>The midyear check up was a slight improvement from the program’s 2003 fiscal year end deficit of $11.2 billion. However, the nation’s private pension insurer said the improvement came against a backdrop of significant risk. As of the end of fiscal year 2003, the program had approximately $85.5 billion in “reasonably possible” exposure, defined as the amount of unfunded vested pension benefits promised by financially weak employers, the PBGC said.
>Making up a large portion of the program’s overall underfunding was the air transportation sector, which accounted for $23.4 billion, or 27%, of the total. Overall, the PBGC’s single-employer program insures the pensions of 34.5 million Americans in 29,500 plans.
>Also improving was the PBGC’s multiemployer deficit, which now stands at $150 million. This is a significant improvement from a $261 million deficit at the end of fiscal year 2003. The multiemployer program covers 9.7 million participants in more than 1,600 plans.

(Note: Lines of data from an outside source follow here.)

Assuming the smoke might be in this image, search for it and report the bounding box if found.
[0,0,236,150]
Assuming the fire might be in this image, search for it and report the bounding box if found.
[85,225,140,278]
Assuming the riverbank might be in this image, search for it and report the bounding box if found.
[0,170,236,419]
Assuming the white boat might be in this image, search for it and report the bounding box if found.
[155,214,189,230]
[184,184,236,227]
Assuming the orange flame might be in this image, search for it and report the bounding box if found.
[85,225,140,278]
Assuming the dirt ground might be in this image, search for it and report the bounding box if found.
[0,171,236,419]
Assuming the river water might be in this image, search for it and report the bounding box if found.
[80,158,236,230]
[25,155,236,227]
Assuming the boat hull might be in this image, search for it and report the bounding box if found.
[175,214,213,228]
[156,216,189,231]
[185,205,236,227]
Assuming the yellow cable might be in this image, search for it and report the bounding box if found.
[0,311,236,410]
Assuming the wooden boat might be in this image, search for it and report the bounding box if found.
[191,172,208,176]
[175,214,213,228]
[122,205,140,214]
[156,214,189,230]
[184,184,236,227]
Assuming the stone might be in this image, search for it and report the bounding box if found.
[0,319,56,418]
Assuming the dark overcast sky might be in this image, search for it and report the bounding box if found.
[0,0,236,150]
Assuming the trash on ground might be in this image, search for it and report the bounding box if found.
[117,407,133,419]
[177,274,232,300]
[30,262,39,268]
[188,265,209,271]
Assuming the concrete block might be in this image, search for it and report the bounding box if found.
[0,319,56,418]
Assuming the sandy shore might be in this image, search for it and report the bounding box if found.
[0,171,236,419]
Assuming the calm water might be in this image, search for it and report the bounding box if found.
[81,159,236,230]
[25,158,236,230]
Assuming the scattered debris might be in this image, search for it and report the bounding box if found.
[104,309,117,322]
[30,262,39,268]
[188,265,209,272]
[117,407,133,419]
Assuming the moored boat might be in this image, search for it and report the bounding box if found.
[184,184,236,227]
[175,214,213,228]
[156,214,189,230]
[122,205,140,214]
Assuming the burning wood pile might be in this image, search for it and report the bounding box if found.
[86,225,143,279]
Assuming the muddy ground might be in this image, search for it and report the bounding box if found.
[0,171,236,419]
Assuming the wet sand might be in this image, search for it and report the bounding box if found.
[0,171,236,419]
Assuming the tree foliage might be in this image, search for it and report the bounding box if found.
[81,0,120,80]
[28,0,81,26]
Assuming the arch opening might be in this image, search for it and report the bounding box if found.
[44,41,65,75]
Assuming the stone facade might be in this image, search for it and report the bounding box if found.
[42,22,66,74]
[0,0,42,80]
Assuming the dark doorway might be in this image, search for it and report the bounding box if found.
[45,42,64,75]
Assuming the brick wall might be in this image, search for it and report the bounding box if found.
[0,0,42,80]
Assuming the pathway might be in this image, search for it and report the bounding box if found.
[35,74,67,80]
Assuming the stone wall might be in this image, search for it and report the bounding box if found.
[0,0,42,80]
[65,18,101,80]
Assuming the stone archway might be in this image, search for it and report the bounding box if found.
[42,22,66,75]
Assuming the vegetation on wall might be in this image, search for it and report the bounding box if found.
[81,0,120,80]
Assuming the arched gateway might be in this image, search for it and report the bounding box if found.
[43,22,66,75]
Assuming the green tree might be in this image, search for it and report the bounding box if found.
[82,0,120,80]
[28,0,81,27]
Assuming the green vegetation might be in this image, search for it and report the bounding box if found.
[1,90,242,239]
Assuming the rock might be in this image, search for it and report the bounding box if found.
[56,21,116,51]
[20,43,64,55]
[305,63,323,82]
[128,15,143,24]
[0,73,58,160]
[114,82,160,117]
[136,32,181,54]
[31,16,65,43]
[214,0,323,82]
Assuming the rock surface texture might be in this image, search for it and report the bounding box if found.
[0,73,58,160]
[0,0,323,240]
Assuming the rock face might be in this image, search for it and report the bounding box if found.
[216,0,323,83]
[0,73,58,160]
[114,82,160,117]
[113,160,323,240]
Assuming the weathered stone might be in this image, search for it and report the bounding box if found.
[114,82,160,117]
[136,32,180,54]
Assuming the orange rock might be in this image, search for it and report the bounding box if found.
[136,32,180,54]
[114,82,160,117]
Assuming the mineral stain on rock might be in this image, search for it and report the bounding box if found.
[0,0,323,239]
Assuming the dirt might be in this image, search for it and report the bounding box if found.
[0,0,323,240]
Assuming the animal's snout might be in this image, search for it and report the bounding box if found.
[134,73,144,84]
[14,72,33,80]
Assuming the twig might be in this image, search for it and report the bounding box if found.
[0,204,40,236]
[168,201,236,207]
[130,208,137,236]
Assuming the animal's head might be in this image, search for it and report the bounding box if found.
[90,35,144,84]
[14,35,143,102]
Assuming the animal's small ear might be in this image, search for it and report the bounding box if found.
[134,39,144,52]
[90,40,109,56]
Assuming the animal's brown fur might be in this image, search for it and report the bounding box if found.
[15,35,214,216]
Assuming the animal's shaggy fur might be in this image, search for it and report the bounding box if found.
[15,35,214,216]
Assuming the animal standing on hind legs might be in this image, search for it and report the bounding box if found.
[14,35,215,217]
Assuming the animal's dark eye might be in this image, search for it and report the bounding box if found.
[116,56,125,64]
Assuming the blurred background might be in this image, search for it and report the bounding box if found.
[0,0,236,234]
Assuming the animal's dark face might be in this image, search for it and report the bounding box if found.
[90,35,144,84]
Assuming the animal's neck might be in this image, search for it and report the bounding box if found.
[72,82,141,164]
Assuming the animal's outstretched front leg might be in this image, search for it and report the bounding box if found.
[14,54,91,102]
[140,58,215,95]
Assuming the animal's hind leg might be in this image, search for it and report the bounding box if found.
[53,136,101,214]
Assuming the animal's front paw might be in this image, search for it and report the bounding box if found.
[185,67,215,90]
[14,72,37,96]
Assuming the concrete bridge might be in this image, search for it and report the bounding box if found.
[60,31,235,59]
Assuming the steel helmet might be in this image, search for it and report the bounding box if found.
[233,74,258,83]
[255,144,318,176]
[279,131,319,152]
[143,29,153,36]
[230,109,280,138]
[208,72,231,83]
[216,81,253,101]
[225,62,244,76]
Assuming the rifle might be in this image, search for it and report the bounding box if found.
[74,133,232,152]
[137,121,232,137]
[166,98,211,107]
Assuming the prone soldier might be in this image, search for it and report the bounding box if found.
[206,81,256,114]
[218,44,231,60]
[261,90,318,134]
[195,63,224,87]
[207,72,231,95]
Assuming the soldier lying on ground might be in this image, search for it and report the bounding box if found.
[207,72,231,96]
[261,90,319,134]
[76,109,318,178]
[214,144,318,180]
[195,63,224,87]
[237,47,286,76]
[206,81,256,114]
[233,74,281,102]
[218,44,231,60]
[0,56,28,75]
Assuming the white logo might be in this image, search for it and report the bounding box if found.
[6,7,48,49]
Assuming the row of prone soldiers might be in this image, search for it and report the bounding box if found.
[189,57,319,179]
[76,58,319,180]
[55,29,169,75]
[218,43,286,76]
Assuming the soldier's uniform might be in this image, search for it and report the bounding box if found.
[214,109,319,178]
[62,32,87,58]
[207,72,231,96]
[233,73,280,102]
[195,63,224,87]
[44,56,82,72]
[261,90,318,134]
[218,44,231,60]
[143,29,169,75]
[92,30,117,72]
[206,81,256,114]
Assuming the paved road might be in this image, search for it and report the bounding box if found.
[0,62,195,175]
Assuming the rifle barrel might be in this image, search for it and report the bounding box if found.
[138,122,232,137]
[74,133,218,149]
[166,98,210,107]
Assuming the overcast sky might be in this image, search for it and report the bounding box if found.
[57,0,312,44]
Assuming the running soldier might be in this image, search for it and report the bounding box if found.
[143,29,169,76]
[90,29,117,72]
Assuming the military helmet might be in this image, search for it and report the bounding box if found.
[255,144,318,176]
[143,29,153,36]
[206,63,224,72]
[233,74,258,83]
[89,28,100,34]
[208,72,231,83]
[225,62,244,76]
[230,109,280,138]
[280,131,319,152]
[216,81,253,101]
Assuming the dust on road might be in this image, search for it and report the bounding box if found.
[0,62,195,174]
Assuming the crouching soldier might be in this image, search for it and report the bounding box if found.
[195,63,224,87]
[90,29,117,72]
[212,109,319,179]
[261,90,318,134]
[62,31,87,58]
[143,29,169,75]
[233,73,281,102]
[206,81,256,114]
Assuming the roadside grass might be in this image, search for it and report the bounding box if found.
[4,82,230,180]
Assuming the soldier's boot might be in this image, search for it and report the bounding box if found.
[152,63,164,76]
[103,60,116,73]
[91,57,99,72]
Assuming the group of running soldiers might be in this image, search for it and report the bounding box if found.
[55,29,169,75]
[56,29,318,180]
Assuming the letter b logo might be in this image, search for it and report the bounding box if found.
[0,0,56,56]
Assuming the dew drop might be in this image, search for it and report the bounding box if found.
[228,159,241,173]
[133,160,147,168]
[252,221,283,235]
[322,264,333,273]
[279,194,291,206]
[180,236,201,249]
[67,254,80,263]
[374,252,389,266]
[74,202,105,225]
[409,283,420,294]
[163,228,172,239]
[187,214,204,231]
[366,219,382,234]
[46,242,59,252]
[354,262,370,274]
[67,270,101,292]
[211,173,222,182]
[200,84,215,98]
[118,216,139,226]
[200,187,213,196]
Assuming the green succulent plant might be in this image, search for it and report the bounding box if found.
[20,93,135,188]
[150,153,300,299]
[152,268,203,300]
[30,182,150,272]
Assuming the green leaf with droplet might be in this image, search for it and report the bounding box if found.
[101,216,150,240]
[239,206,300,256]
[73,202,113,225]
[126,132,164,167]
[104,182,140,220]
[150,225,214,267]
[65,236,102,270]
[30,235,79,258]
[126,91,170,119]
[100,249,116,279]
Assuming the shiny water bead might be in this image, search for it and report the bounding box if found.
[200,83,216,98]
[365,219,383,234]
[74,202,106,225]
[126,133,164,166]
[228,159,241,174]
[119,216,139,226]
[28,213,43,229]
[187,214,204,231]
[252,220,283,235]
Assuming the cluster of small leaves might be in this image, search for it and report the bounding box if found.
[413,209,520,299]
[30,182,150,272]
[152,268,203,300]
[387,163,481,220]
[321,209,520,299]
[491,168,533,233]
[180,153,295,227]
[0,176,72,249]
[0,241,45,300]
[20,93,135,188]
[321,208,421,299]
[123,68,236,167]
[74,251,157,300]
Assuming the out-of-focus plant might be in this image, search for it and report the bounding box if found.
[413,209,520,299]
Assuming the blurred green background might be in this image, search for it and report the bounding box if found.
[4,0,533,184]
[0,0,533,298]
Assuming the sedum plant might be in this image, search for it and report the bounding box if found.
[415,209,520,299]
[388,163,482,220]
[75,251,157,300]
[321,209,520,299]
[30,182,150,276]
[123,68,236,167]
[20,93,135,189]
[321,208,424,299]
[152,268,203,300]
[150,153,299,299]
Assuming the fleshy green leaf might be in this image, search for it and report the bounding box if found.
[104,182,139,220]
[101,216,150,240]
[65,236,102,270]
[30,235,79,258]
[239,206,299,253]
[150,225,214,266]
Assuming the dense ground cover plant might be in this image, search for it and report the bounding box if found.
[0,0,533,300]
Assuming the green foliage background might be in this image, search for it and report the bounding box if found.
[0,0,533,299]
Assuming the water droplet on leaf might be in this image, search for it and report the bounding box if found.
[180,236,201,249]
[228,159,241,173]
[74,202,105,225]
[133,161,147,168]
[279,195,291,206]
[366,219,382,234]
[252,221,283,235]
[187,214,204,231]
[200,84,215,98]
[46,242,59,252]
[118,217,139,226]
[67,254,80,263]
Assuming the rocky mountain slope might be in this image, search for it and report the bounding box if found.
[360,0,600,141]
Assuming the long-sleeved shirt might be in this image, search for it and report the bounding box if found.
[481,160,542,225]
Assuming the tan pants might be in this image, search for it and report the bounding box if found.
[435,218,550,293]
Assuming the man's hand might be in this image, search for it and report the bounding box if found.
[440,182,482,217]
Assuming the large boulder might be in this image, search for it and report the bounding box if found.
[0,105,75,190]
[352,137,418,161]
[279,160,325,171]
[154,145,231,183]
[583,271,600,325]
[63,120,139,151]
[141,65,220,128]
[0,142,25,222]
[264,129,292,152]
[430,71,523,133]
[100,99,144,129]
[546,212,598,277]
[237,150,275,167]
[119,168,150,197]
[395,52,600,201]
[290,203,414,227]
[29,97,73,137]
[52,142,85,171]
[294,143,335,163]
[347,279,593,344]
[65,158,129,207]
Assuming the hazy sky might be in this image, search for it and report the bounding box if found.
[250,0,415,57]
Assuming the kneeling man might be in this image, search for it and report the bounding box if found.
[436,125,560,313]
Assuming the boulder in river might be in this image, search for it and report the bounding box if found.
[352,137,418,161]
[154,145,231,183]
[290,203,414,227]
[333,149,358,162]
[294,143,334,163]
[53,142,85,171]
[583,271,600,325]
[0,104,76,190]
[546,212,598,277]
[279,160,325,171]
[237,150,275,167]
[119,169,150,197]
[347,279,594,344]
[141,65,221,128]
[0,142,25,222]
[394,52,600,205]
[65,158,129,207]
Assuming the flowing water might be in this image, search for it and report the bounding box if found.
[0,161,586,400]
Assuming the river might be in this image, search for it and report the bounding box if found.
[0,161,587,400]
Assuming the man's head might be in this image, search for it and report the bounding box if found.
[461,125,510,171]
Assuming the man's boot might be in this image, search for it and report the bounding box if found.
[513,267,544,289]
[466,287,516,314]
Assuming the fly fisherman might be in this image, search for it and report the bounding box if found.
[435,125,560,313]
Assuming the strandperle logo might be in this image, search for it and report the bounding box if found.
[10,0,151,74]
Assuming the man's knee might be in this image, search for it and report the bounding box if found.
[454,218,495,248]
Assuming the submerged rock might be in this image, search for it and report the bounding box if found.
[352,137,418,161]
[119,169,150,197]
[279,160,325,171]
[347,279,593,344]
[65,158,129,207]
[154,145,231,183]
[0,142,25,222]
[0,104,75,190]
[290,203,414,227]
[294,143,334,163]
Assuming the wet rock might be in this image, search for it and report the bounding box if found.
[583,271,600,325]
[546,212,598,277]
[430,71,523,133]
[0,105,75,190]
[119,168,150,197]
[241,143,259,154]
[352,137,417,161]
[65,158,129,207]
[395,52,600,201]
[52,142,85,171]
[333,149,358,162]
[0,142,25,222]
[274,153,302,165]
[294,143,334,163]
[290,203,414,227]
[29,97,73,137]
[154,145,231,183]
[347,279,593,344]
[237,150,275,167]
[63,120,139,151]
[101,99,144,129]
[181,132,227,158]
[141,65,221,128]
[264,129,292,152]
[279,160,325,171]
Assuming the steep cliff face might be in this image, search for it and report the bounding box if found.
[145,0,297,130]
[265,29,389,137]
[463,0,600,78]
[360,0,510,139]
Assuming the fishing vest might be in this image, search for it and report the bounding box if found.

>The midyear financial checkup, a program implemented by new PBGC Executive Director Brad Belt, is a snapshot of the PBGC’s finances as of March 31, 2004. Previously, the agency only released the net position of its insurance programs once a year, but Belt said the PBGC would provide more frequent disclose of key information about the financial health of its own insurance programs as well as the defined benefit pension system that it insures.
“One of the Administration’s core pension principles is greater transparency in the defined benefit system,” Belt said. “The PBGC will further that goal by providing more information to workers, retirees and the capital markets.”